Personality Prediction Project using ML

Last Updated : 29 Aug, 2025

Myers-Briggs Type Indicator (MBTI) is used to predict personality type based on answers to a MBTI-style survey. The MBTI framework classifies personalities into 16 distinct types based on four dimensions involving how people perceive the world and make decisions.
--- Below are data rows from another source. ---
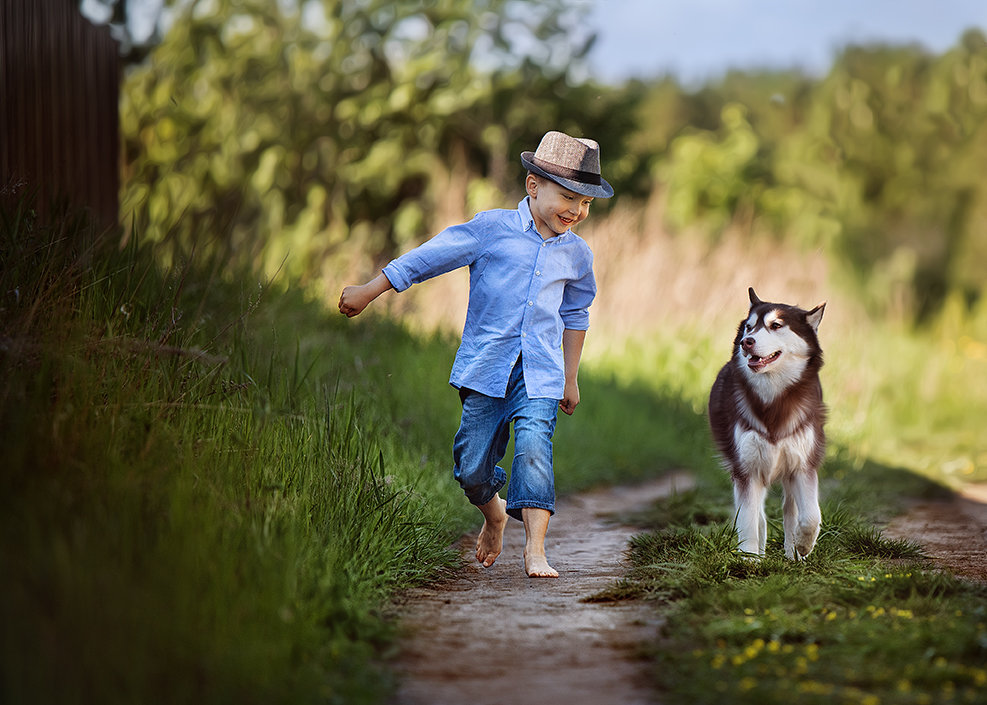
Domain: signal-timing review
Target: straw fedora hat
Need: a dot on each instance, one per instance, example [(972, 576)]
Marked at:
[(571, 162)]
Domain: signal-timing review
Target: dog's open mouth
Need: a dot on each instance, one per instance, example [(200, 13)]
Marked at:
[(759, 363)]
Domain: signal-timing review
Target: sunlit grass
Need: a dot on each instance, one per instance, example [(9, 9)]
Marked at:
[(863, 620)]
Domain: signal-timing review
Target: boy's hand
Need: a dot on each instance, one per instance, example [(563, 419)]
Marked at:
[(570, 398), (356, 298), (353, 300)]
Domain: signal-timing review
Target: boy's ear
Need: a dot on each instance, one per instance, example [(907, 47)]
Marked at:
[(531, 185)]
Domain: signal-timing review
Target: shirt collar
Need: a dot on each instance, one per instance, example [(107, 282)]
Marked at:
[(528, 220)]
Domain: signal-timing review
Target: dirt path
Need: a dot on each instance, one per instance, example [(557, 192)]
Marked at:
[(495, 636), (952, 531)]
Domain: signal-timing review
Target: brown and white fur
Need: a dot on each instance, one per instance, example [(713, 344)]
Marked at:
[(766, 413)]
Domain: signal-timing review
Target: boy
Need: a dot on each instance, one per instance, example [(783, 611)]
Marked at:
[(531, 284)]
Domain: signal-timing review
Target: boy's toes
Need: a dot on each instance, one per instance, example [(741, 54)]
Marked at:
[(538, 567)]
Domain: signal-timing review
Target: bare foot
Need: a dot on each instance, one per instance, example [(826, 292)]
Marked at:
[(490, 542), (537, 567)]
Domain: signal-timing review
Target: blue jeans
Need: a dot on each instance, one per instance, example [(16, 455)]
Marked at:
[(482, 441)]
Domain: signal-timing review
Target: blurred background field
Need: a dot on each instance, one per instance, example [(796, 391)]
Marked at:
[(319, 140), (214, 484)]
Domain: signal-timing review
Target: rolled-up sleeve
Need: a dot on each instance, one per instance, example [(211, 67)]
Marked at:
[(577, 298), (452, 248)]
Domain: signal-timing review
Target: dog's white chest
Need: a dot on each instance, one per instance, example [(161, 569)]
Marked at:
[(766, 460)]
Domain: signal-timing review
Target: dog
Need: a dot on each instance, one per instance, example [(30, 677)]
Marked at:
[(766, 414)]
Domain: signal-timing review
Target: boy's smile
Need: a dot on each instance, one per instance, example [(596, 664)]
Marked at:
[(555, 208)]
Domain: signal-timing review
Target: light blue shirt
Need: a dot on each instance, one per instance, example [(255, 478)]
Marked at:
[(524, 291)]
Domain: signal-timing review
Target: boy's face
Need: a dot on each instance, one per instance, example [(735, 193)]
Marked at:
[(554, 208)]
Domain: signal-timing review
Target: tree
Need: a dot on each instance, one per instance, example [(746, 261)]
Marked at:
[(295, 129)]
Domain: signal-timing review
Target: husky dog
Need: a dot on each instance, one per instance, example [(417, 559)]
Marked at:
[(766, 413)]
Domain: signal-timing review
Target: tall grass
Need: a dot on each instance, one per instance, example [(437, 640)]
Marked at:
[(213, 488), (191, 512)]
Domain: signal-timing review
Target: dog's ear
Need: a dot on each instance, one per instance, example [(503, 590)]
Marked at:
[(814, 317)]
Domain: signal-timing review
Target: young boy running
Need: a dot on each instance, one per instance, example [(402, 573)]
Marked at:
[(531, 285)]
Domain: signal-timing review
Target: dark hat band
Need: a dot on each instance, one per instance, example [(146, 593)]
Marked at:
[(586, 177)]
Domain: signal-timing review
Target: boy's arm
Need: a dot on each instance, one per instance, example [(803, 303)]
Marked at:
[(572, 350), (356, 298)]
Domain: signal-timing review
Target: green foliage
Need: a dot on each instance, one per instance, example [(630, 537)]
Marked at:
[(190, 511), (878, 161), (291, 132), (862, 620)]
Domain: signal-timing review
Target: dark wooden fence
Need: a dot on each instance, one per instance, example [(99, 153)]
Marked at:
[(59, 103)]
Let's make a machine learning model which will:

  • Learns from a dataset of social media posts labeled with MBTI types.
  • The textual data is converted into numerical features using TF-IDF vectorization, capturing the importance of words.
  • It combines text features with simulated or collected questionnaire answers representing preferences in social behavior, information processing, decision making, work style and values.
  • A Random Forest classifier is trained on this hybrid data to predict the personality type accurately.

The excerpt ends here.